ES has been reported to have a high rate of distant metastasis ranging from 40 to 57 %.12,15–18,21 The rate of 73 % recorded in the present study is higher than in previous reports; however, this could have been because a substantial number of cases in our series were either at a high tumor stage (N1 or M1 tumors, 39 %) or were recurrent cases (43 %) at initial presentation.12,18,22 The most common initial sites of distant metastasis in our series were the lung (45 %) and distant lymph nodes (43 %). Independent risk factors for DMFS have been reported to be large tumor size,22 deep-seated location,18 local recurrence, and regional lymph node metastasis.12,18 In our present series, the presence of lymph node metastasis was the only independent risk factor for DMFS.
The OS rates at 5 years for ES have been reported to be 32–78 %.12,15–18,21 In our series, the OS rate at 5 years (45 %) was relatively low but within the previously described range. We found that distant metastasis was the only independent factor predictive of a poor outcome. This would likely have been due to the limited number of ES patients, as well as the relatively short follow-up period (median 26.5 months).

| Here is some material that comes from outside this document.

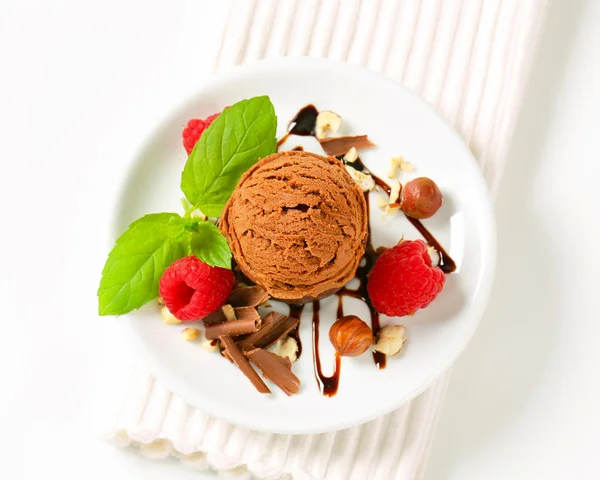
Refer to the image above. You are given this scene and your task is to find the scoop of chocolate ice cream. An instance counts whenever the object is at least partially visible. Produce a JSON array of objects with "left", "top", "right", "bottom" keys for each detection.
[{"left": 220, "top": 151, "right": 368, "bottom": 303}]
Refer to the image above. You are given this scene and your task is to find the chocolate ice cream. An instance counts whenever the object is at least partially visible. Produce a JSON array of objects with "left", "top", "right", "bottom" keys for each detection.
[{"left": 220, "top": 151, "right": 368, "bottom": 303}]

It is still debatable whether prophylactic lymph node dissection is beneficial for ES patients.12,15,17,21 – 23 In the present study, lymph node dissection was indicated only when lymph node involvement was observed by diagnostic imaging. As lymphatic relapse was the most critical factor associated with poor outcome in both types of ES, it will be necessary to improve the detection and treatment of such lymphatic spread. Currently, we perform PET-CT examinations on all ES patients, and if lymph node involvement is suspected, we perform serial lymph node dissection and adjuvant radiation therapy if the resected node is histologically positive.
Conclusions
We found that proximal-type ES had significantly higher clinicopathological aggressiveness than classic-type ES, and was associated with a proximal tumor location, a higher tumor stage, presence of rhabdoid cells, a higher tumor grade, and vascular invasion. Lymph node and distant metastases had the most critical impact on prognosis. Taking the rarity of this tumor into consideration, the number of patients in our series might have been too small to allow any definitive conclusion to be drawn. Therefore, further validation using an independent cohort of patients with ES is needed. Despite its slow growth, ES can be extremely aggressive when disseminated, and currently no useful treatments are available. Novel strategies are therefore needed to improve the survival of patients with these highly aggressive sarcomas.
Acknowledgment
The authors would like to thank Masahiro Gomi for helpful discussion regarding statistics. This work was supported by a Japan Society for the Promotion of Science (JSPS) Grant-in-Aid for Scientific Research (Grant number 26293342) to Akira Kawai.
Conflict of interest
Naofumi Asano, Akihiko Yoshida, Koichi Ogura, Eisuke Kobayashi, Michiro Susa, Hideo Morioka, Shintaro Iwata, Takeshi Ishii, Toru Hiruma, Hirokazu Chuman, and Akira Kawai have no conflicts of interest to declare.